Working on Massive Site, how to deal with a huge amount of old content

Joined
Mar 15, 2018
Messages
53
Likes
10
Degree
0
  • 20k+ Posts
  • All around 200-400 words
  • Barely receive traffic
  • Mediocre interlinking
  • Most of them have no Backlinks, some do

The plan is to launch new content later this year.

I read some case studies on deleting old content and the positive effects it might have. Even more I am afraid of the negative effects 20k+ barely visited pages might have on the new content.

Would you delete old content? If so, what metrics would you use?

I struggle finding a decent way to sort out what to delete and what not. Ahrefs metrics are pretty much useless as their UR metric seems to be completely random and I can't use referring domains as a metric since it doesn't give you any idea of the value of those backlinks.

Right now I am thinking about deleting 80% of the old content, preferably the posts with no strength, and use the rest to link to new money content that will be published eventually.

I could also just keep all the content and hope that Google doesn't care. Please let me know your thoughts.
 
I started a thread here that will interest you: Content Pruning - Did You See an Increase in SERP Visibility?

My first question would be how the site is performing in general right now. How much organic traffic does it get daily / per month with 20k posts that bring nearly nothing?

Content can be of a high quality and not on-page optimized, and thus receive little traffic, and at the same time I don't think Google will consider it a poor page for not receiving traffic either. News posts, seasonal posts, and other types end up getting no traffic but still are good pieces of content.

My concern is 200-300 word posts. I know news sites can get away with it and depending on the search queries being targeted, that's the perfect amount of content. But Google does have their "Everflux Panda" that measures a sitewide quality score using content and technical SEO concerns. So the question becomes "are 200 word posts written for queries that tend to need 1000 words considered low quality content if they'd be considered high quality for different queries with different intent?" Nobody knows.

What we do know is there is a sitewide score being calculated based on everything that is indexed.

Yeah, Ahref's UR isn't that great, I'd use DR, and as long as the link isn't one that I need to disavow, I'd keep it.

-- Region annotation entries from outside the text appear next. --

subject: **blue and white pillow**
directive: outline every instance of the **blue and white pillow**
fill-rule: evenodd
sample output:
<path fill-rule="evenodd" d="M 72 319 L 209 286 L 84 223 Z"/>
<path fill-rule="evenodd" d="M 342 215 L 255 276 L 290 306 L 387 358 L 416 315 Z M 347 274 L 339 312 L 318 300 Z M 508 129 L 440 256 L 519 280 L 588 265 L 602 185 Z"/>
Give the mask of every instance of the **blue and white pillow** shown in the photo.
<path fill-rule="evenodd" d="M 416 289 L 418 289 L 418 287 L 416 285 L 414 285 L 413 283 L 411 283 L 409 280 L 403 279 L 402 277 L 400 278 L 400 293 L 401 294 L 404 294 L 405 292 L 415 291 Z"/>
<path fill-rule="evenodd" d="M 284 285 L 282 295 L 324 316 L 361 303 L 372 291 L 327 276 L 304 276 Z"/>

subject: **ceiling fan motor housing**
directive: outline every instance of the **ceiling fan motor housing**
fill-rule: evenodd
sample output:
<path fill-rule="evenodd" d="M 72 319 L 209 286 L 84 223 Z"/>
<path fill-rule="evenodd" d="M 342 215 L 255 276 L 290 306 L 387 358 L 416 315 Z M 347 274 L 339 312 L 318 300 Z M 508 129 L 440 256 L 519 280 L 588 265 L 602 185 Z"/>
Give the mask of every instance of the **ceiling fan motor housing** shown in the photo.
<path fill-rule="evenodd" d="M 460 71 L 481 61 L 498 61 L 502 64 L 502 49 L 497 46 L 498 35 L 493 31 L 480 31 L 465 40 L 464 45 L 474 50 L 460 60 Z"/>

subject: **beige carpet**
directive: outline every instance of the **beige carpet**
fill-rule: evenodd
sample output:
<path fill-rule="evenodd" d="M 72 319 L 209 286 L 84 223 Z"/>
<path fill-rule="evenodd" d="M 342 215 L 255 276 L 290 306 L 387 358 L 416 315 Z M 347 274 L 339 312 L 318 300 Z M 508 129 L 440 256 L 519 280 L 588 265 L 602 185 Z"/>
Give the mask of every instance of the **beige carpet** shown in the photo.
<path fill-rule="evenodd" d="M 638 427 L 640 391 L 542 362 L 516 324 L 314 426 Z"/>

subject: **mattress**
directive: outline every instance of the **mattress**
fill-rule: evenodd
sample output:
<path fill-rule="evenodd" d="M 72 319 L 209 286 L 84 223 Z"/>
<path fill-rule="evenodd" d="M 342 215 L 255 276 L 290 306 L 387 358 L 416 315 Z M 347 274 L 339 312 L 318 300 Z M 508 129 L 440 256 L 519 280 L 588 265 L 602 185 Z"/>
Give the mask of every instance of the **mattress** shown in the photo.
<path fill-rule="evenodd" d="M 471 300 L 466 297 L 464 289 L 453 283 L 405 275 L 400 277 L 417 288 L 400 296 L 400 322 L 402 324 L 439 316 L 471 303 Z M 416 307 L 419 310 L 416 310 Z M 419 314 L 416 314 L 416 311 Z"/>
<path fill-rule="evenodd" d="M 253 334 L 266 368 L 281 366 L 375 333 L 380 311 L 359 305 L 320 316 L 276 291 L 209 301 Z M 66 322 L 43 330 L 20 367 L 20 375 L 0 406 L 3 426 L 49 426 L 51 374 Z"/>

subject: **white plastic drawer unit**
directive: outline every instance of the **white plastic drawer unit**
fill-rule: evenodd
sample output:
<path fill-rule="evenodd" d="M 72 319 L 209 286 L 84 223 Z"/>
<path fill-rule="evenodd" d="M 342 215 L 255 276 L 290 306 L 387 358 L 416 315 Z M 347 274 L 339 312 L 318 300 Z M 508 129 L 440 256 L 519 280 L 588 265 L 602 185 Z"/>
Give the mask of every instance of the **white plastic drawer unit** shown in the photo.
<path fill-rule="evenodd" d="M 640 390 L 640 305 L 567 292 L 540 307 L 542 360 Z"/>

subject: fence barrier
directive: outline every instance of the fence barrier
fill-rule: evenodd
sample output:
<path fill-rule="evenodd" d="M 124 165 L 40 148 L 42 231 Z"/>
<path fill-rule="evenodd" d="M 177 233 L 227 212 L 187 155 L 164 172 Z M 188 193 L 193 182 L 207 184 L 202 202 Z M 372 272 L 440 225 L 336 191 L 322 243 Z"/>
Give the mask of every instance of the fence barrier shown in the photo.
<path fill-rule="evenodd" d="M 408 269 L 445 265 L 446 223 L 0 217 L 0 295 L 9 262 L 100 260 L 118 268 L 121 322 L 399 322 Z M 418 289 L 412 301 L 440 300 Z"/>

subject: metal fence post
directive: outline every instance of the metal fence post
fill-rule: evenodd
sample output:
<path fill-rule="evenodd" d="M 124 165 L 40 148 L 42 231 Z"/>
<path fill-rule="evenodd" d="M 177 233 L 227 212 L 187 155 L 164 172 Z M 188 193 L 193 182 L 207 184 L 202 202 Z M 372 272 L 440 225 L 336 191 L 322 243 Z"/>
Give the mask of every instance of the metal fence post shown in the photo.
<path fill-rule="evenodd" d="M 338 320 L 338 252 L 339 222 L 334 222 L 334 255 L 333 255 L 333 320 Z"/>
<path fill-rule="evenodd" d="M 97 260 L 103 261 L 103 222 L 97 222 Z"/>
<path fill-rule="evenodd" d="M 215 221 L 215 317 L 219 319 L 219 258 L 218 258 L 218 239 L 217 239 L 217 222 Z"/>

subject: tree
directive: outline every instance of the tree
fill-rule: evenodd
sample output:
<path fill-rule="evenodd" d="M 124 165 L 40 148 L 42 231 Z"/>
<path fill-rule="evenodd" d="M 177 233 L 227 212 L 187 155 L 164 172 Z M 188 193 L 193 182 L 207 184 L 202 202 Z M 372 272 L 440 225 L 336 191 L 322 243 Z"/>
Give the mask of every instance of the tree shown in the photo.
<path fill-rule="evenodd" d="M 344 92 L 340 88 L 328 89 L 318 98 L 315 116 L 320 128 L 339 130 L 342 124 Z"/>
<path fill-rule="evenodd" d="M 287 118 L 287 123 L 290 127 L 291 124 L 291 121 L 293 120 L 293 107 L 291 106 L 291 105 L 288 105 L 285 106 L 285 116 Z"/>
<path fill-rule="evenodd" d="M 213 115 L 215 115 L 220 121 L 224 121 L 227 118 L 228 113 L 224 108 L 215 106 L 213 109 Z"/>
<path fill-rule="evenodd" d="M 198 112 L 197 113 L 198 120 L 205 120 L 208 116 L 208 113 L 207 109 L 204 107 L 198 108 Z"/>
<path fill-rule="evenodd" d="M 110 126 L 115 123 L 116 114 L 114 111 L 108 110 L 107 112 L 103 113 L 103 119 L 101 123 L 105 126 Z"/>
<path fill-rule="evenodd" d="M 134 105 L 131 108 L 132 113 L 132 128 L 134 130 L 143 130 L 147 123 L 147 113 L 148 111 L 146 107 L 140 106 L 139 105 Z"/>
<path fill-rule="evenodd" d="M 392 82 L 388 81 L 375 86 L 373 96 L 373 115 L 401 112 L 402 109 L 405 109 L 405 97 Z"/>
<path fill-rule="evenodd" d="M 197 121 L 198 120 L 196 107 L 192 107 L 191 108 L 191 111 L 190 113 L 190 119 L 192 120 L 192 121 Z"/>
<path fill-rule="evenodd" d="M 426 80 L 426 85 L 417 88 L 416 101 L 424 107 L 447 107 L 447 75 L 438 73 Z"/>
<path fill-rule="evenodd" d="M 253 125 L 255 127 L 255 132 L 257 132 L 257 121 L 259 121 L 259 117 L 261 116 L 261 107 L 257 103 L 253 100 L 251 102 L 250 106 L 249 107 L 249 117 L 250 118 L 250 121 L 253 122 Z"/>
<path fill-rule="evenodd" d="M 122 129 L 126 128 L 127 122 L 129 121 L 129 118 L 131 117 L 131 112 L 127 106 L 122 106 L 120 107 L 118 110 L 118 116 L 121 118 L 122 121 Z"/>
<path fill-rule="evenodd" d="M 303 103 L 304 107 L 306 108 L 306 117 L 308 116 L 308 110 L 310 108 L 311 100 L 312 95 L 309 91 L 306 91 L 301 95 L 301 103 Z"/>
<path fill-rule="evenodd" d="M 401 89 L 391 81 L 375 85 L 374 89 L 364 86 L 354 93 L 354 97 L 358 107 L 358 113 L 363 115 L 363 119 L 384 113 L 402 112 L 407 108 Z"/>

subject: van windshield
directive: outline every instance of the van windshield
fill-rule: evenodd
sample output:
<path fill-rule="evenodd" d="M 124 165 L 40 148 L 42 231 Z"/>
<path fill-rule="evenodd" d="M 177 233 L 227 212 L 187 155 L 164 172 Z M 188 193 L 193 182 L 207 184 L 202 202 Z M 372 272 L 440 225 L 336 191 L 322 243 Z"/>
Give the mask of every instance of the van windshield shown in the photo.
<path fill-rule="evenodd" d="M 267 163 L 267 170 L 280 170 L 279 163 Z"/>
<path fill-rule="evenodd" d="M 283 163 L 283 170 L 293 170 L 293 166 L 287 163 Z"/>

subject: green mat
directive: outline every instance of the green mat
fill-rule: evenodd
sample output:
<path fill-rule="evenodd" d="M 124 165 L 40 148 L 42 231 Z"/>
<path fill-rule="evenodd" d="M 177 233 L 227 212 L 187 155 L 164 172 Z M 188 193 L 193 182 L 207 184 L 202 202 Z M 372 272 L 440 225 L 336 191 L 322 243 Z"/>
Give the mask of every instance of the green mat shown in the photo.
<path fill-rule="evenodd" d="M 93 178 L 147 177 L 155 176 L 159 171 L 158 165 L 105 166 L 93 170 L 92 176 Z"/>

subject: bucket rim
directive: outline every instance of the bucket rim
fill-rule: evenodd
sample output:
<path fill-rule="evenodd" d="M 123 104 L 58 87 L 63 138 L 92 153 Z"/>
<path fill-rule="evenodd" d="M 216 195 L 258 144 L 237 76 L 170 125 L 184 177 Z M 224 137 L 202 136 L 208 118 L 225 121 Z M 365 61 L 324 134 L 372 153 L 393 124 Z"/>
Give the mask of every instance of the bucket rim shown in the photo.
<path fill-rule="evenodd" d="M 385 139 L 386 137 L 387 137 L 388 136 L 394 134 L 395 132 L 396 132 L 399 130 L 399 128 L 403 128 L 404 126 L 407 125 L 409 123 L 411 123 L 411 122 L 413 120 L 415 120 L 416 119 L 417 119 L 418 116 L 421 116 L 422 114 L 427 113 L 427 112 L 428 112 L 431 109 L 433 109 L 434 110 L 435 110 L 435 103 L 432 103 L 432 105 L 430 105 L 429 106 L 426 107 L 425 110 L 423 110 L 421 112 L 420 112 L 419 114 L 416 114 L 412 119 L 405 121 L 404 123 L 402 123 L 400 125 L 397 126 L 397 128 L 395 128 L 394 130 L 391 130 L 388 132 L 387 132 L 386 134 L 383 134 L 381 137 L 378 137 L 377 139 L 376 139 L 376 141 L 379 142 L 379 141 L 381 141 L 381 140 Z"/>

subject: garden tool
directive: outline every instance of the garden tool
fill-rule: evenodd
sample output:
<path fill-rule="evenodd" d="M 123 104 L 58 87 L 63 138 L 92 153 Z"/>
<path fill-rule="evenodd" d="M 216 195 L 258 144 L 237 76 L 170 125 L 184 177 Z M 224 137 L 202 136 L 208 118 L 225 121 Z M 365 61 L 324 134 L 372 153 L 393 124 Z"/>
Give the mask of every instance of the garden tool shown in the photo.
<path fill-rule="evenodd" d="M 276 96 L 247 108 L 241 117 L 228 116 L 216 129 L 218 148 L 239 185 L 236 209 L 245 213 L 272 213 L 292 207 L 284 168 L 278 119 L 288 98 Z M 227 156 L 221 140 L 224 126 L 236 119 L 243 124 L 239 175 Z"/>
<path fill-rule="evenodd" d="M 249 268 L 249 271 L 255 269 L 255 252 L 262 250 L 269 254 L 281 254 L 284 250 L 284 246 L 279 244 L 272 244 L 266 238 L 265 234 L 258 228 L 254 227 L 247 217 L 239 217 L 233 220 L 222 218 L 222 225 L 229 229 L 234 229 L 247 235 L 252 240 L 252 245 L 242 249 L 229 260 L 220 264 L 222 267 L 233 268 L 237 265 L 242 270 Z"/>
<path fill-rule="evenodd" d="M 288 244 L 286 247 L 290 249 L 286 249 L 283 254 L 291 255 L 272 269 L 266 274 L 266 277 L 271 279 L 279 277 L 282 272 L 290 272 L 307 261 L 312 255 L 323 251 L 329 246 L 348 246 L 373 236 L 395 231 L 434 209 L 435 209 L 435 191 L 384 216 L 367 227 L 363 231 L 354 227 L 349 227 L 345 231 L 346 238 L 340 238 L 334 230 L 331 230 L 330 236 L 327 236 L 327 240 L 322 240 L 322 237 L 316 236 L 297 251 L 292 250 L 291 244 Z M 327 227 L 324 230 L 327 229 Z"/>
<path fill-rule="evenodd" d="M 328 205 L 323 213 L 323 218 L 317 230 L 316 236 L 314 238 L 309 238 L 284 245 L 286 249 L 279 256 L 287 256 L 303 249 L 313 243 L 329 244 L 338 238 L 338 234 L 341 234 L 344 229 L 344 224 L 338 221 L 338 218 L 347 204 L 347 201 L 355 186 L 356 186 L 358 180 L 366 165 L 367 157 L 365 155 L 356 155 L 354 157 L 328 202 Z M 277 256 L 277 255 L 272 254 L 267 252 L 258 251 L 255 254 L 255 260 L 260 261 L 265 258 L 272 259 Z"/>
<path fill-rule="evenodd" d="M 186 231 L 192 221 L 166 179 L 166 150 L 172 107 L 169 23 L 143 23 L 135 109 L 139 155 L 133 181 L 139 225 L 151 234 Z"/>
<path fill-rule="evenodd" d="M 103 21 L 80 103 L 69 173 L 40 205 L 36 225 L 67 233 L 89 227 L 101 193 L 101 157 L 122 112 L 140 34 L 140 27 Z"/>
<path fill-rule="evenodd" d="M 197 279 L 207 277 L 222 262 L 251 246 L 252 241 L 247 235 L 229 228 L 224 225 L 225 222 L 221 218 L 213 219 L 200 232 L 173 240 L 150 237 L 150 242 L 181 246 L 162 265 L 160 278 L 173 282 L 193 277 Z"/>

With that much content, do you have the posts in thematic groupings, or can you group them? I see no reason you can't create new posts optimized for specific search terms you could take down, and then use each ~250 word post as a section under a header. You could combine the related posts into monster posts, tweak the titles as headers, optimize for good terms, and end up earning traffic with the content.

All you'd need to do then is 301 the posts you combine to the new parent post. That would not only combine the content but combine the backlinks.

Normally I'd say to put the 301 redirects in .htaccess or whatever the Nginx version is, but if you were to hit 5,000 redirects or more in there that'd be silly since it's parsed on every page load. Depending on the CMS you're using, I'd set up database PHP redirects since these old pages probably don't get crawled very often.

Anyways, instead of smashing delete, I'd use as much of this as I can to strengthen the domain. All this old stuff can become new money content that can earn, while still deflating bloated indexation.
 
I read your Content Pruning case study before and especially the "sitewide score" is what made me think that I really need to cut down on indexed pages.

My first question would be how the site is performing in general right now. How much organic traffic does it get daily / per month with 20k posts that bring nearly nothing?

The site gets around 3000-4000 monthly visitors.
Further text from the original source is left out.